The Federal Office for Migration and Refugees (Bundesamt für Migration und Flüchtlinge or BAMF) has approved some 7,000 online tutorials and so-called virtual classrooms with lessons via video conferencing. However, such online learning has proved difficult for low-educated immigrants, especially at early stages of language learning, leading to delays in both language learning and broader social integration, experts note.
The school closures and distance learning measures put in place to slow the spread of Covid-19 have also put children of immigrants at a disadvantage. Their parents aren’t able for various reasons to help them in their homework as native-born parents would their wards. Such children are also less likely than pupils with native-born parents to have access to a computer and an internet connection at home or to a quiet place for learning.
This situation could further aggravate the existing gaps in educational attainment levels between immigrant children and peers with native-born parents, experts warn.
Existence of businesses threatened
Migrant business owners have also been disproportionately affected by the pandemic as their businesses tend to be smaller and have a weaker capital base. Moreover, immigrant businesses are traditionally concentrated in the sectors worst hit by pandemic containment restrictions, such as small retail trade, personal care (barbers and beauty salons), restaurants and travel agencies.
“Despite the short-term emergency aid and easier access to basic income benefits, many have acute problems and fear for their existence,” said Next Mannheim, a research group at the University of Mannheim focusing on minority business owners in Germany.
“According to studies by the Institute for SME Research at the University of Mannheim, the number of self-employed migrants rose by 50 per cent from 2005 to 2018. The growth in total start-ups in Germany, on the other hand, remained almost unchanged over the years.”
This shows that migrant entrepreneurs – there were 773,000 of them in 2018 (the most recently available figure) – have been the main driving force of new businesses in Germany in recent years.
No emphatic prognosis can yet be made about the long-term effect of the pandemic on minority-owned businesses.
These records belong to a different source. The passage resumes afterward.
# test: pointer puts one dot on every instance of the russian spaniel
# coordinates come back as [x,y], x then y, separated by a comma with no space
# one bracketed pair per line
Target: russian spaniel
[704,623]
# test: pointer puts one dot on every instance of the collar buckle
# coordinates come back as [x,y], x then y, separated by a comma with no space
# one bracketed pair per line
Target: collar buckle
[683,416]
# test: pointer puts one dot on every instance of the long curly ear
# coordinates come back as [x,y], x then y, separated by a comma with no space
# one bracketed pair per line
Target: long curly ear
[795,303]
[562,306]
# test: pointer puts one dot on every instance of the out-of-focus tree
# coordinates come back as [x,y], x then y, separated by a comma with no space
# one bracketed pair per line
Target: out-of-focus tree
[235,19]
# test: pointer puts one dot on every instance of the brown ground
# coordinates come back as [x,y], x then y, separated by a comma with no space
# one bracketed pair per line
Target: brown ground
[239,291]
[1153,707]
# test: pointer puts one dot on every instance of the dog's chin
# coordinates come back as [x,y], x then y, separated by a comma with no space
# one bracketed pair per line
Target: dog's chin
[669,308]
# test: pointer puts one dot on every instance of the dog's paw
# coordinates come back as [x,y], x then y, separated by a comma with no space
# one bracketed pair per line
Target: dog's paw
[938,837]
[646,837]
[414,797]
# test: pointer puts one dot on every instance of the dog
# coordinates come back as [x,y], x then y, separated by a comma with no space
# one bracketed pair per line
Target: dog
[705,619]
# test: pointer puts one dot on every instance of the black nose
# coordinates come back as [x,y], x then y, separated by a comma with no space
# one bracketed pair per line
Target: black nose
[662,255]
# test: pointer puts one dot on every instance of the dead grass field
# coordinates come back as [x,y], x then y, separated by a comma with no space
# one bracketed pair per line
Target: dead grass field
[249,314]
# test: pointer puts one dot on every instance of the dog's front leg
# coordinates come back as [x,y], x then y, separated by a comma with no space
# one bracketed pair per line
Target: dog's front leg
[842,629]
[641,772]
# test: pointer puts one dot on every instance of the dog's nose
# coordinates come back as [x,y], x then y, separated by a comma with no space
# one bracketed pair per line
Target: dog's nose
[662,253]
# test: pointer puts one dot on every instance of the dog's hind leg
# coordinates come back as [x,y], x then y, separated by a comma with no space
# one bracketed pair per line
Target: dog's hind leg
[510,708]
The fact remains that the crisis threatens the existence of many small and medium-sized enterprises generally. And particularly threatened are small companies that do not yet have a solid financial basis and those in specific sectors such as retail and gastronomy.
Germany has implemented several specific support measures for migrant entrepreneurs, including an online platform with information on available crisis support scheme in five languages and a network of dedicated caseworkers to support ailing migrant business in all federal states, including with respect to the filing of applications for state aid.
Negative integration prospects
Experts believe that the pandemic can result in long-term negative integration prospects for immigrants and their children, especially regarding education, employment and social and economic status. They therefore suggest that government should monitor the situation of immigrants closely to be able to adopt appropriate policy responses.
An OECD report warns: “Given the growing population shares of immigrants and their children, the spectre of widening gaps and unequal opportunities is ultimately also a threat to social cohesion – unless appropriate action is taken.”